From their castle town of Edo modern (Tokyo), the Tokugawa ruled Japan as Shoguns until 1867. The Tokugawa period saw the flowering of urban culture and a monetized commodity economy. The Samurai stood at the top of a legally-established four-class system. From illiterate warriors they were transformed into military bureaucrats who served both the Shogunal and Daimyo governments.
The first contact Japan had with the western world was when a Portuguese ship was blown off course and landed on the island in 1542. The “discovery” of Japan opened the door for trade , which became highly lucrative during the 1600’s as Japan forged trade alliances with Portugal, Holland and South China. The Shognate, however, believed that open trade was a threat to japan’s security and enforced restrictions on outside contact with Japan. Shortly following the visit of admiral Perry and his Flotilla in 1854, Japan’s 265 year period of Shogunate rule ended and an Imperial form of government was established.

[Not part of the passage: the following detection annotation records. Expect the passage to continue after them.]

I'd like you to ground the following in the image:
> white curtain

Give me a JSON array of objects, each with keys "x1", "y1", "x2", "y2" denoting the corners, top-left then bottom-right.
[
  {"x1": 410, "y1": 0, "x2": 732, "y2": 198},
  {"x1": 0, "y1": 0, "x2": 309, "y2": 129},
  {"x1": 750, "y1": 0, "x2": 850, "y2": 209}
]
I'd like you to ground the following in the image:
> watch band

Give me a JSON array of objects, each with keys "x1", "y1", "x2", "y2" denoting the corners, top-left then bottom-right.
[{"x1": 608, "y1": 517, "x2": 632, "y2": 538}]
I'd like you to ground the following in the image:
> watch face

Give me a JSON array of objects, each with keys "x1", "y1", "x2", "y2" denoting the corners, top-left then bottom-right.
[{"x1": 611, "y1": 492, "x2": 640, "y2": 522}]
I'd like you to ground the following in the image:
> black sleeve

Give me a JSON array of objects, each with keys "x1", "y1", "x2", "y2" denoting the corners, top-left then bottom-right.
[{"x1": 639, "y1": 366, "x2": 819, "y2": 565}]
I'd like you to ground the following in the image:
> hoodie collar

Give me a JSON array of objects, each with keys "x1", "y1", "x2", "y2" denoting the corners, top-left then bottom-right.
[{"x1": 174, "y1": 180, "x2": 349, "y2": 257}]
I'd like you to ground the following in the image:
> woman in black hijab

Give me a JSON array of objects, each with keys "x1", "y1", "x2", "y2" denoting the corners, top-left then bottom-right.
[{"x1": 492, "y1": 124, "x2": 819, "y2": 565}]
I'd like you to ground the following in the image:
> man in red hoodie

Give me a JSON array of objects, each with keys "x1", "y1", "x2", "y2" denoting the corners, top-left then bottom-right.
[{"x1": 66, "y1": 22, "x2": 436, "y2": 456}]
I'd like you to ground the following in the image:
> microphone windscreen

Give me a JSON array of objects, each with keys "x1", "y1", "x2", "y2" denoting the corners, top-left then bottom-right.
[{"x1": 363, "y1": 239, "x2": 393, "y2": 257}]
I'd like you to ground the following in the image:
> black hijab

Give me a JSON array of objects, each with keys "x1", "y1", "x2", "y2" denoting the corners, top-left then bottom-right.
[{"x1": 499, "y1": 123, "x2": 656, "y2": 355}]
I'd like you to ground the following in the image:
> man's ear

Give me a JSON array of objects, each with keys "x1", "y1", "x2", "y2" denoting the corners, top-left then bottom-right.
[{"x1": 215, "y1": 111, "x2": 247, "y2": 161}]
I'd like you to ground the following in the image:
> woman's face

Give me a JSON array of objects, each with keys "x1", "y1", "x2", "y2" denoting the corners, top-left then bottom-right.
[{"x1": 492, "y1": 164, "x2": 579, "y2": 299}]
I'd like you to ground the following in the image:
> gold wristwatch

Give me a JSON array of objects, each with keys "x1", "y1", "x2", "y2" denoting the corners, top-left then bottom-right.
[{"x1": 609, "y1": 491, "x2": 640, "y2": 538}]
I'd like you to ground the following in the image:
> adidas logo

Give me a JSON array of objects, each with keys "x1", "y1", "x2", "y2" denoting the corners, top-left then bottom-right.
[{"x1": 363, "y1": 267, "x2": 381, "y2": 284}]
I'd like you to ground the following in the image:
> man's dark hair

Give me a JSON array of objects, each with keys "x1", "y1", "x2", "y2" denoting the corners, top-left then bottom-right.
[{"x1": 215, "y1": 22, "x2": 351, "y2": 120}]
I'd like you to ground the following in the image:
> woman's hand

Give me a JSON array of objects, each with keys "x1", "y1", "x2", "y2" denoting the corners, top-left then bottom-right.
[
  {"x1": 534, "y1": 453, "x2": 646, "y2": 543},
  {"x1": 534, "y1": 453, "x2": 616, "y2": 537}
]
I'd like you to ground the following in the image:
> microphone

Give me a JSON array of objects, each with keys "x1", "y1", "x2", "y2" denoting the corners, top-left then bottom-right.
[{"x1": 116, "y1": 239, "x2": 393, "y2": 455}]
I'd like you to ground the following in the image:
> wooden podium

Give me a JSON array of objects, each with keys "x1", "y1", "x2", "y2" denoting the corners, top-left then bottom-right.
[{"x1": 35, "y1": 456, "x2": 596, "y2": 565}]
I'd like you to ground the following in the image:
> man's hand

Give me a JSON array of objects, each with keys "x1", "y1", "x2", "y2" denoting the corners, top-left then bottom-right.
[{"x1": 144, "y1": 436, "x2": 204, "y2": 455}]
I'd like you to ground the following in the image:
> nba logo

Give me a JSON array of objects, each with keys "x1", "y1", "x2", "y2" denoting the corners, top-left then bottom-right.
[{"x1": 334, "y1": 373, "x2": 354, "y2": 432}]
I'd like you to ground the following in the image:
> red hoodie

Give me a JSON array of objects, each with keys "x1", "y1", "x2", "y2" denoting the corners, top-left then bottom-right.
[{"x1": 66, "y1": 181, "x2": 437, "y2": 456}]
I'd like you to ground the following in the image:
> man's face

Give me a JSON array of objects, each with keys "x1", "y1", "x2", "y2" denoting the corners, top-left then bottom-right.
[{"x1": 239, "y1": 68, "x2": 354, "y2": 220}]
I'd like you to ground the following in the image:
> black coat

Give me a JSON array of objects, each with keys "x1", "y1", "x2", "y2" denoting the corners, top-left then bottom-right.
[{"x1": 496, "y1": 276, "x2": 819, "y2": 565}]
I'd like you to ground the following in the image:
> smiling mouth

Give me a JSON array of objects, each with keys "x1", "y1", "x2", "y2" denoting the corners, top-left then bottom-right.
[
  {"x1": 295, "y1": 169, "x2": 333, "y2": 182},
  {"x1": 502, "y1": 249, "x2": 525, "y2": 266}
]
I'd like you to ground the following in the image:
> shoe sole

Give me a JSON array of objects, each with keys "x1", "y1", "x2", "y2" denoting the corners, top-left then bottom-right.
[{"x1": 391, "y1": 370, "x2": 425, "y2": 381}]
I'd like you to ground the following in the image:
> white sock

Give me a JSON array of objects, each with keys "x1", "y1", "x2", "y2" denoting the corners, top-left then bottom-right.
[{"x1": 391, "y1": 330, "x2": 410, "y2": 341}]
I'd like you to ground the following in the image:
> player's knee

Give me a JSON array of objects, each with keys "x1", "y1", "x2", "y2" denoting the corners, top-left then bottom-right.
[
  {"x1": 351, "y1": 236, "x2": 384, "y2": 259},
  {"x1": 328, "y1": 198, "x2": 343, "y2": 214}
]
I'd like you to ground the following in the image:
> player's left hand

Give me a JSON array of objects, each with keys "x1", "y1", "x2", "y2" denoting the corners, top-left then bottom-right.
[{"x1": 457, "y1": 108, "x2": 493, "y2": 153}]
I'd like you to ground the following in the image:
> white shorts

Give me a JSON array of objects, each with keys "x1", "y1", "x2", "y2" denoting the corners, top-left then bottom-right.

During the Meiji Period, corresponding to the reign (1868-1912) of Emperor Meiji, centralized bureaucracy replaced the balance of power between the Tokugawa and the autonomous domains. A conscript army replaced the military authority of the Samurai. These interesting rectangular coins were used during the time of Japan’s Shogun rulers. Each coin is marked with an inscription bearing its’ value in either gold or silver.